Written by Peter Bingle,Chairman, Bell Pottinger Public Affairs
One year on how has the coalition fared?
Despite the petulance displayed by senior Lib Dems at the end of the AV campaign the coalition has done much better than many of us thought possible when it first created by two party leaders in deep trouble with their respective parties. Civility and process have been restored to governance. The blurring of roles which became so endemic under New Labour has been replaced with total clarity on the respective roles of ministers, advisers and officials. This is all for the good.
The hero of the last twelve months has been the Chancellor of the Exchequer. His decision to announce spending cuts of £83 billion in his first Budget was a political masterstroke. If George has called it right on the economy (and most MPs think he has) then the outcome of the next election is already decided. There will be a Tory government with a respectable overall majority. George’s belief that it was essential to have a Lib Dem as Chief Secretary to the Treasury has also proved to be very astute. Credit must be given to Danny Alexander who has not put a foot wrong since being appointed. One of the good things about the coalition is that it has provided politicians such as Danny to have the opportunity to serve as ministers.
The rest of the government is something of a curate’s egg. IDS has impressed with his welfare reforms. BIS is a disaster area. The health reforms are dead in the water. Ken Clarke is being totally mischievous at the Department of Justice. Teresa May is surprising everybody by just how good a Home Secretary she is …
The PM has impressed over the last year. Even his opponents concede privately that he has dazzled. The contrast between David Cameron and Gordon Brown is devastating. He has been helped of course by the Labour Party’s decision to embrace twenty of opposition by electing Ed Miliband as their leader. This is a party that knows that the game is up for the foreseeable future.
What about the Deputy PM? Government has not been easy for Nick Clegg. Personally abused and politically battered, he must sometimes wonder whether it is really worth it. He is leader of a party that shows him very little affection or even respect. He has made more than a few mistakes. He should have asked for a major department as well as the position of Deputy PM. He has allowed Ed Miliband to get under his skin. He also sometimes looks as if he is about to burst into tears. Yet I cannot help myself respecting a man who has sacrificed so much because he believed that it was in the national interest for the Lib Dems to join the coalition.
I suspect that Nick Clegg’s decision to join the coalition will in the end break the Lib Dems. The tension between the Liberals and Social Democrats gets more fractured by the day. At some stage it will snap. The question is then whether Nick Clegg will want to stay in British politics long enough to help a new Liberal Party grow and develop. I suspect not. I think by 2015 (if the coalition lasts that long) he will have had enough of Sheffield, Number 10, British politics and most of all Lib Dem MPs.

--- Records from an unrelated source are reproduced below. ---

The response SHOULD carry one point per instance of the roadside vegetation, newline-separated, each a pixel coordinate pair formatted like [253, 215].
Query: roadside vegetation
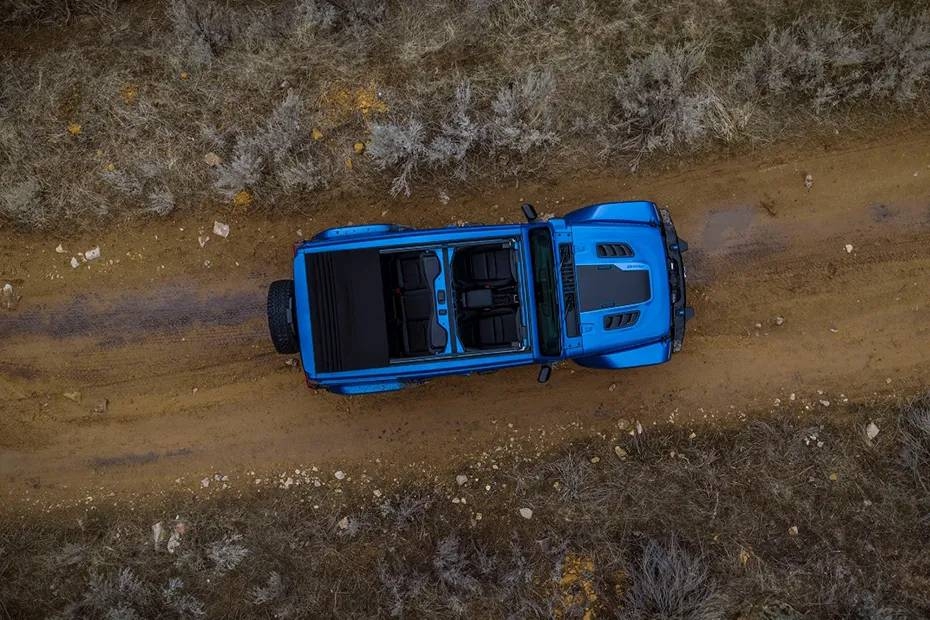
[802, 515]
[113, 109]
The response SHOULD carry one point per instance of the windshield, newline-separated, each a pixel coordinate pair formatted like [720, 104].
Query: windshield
[547, 305]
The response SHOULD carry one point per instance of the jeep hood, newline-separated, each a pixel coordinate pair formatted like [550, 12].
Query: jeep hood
[621, 276]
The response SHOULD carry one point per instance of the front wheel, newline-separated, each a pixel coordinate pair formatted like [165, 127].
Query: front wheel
[281, 317]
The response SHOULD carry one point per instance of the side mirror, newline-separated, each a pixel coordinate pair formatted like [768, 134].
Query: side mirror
[529, 212]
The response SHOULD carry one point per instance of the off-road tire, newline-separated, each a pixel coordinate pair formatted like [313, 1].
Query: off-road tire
[281, 317]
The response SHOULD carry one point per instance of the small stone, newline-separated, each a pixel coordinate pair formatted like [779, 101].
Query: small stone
[158, 533]
[10, 300]
[242, 198]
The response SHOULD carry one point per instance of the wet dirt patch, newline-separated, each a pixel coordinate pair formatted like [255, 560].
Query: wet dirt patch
[138, 459]
[171, 310]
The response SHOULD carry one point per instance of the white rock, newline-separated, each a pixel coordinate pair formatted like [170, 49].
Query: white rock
[158, 533]
[174, 541]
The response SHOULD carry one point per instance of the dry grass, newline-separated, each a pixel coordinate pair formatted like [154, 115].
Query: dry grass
[108, 109]
[683, 527]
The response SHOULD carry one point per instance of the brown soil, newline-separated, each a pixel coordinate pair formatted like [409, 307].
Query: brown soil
[180, 349]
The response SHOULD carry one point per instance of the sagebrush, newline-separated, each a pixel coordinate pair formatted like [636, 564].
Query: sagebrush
[138, 111]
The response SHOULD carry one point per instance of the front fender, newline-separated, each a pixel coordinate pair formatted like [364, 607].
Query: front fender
[367, 388]
[631, 212]
[656, 353]
[359, 230]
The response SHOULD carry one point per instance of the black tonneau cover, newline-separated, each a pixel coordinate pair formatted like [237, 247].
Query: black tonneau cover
[347, 314]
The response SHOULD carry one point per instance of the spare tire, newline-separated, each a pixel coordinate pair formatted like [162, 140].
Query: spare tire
[281, 317]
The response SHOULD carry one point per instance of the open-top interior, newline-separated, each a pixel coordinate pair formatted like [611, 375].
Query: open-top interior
[487, 301]
[410, 298]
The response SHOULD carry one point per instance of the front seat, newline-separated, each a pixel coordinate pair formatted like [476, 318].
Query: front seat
[490, 267]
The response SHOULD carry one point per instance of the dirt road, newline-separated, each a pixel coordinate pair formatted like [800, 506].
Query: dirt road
[173, 335]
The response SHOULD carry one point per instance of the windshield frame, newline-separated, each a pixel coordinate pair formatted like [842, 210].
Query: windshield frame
[546, 290]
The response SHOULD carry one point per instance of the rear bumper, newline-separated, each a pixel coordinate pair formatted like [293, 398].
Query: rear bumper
[681, 312]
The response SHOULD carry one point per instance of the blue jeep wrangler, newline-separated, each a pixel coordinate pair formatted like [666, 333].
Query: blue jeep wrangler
[377, 307]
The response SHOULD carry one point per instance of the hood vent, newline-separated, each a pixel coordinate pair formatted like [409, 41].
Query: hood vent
[569, 291]
[614, 250]
[619, 321]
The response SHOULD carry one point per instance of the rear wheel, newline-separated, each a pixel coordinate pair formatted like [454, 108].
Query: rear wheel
[281, 316]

It is deeply sad and ironic that one year on the political career (end of?) of David Laws (briefly the epitome of the new politics) will dominate tomorrow’s news agenda. Politics is a tough business. There are more tears of sadness than joy in the body politic. Yet the coalition has done well and deserves praise. It looks at the moment that the coalition’s historic function will be to prepare the ground for an era of Tory rule and the demise of the Liberal Democrats as a party. Who would have thought that a year ago?
It might be worth popping along to your local bookies and having twenty pounds on George Osborne becoming PM in 2017. You heard it here first!
Has the coalition surprised you? What have been its greatest successes? How long will it last? Can the Lib Dems survive as a party?